“I fancy, Gusta, he was not quite pleased with you last night. On going away he said something, I did n't exactly catch it, but it sounded like 'leggierezza;' he thought you had not treated his legends of St. Francis with becoming seriousness.”
“If he wanted me to be grave he oughtn't to tell me funny stories.”
“The lives of the saints, Gusta!”
“Well, dearest, that scene in the forest where St. Francis asked the devil to flog him, and not to desist, even though he should be weak enough to implore it—was n't that dialogue as droll as anything in Boccaccio?”
“It's not decent, it's not decorous to laugh at any incident in the lives of holy men.”
“Holy men, then, should never be funny, at least when they are presented to me, for it's always the absurd side of everything has the greatest attraction for me.”

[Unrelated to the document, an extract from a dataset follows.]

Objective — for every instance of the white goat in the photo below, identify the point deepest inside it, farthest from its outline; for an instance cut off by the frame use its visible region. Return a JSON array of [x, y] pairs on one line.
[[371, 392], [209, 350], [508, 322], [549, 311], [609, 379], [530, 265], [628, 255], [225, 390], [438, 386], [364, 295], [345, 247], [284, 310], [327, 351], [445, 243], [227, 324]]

“This is certainly not the spirit which will lead you to the Church!”
“But I thought I told you already, dearest, that it 's the road I like, not the end of the journey. Courtship is confessedly better than marriage, and the being converted is infinitely nicer than the state of conviction.”
“Oh, Gusta, what are you saying?”
“Saying what I most fervently feel to be true. Don't you know, better even than myself, that it is the zeal to rescue me from the fold of the heretics surrounds me every evening with monsignori and vescovi, and attracts to the sofa where I happen to sit, purple stockings and red, a class of adorers, I am free to own, there is nothing in the lay world to compare with; and don't you know, too, that the work of conversion accomplished, these seductive saints will be on the look-out for a new sinner?”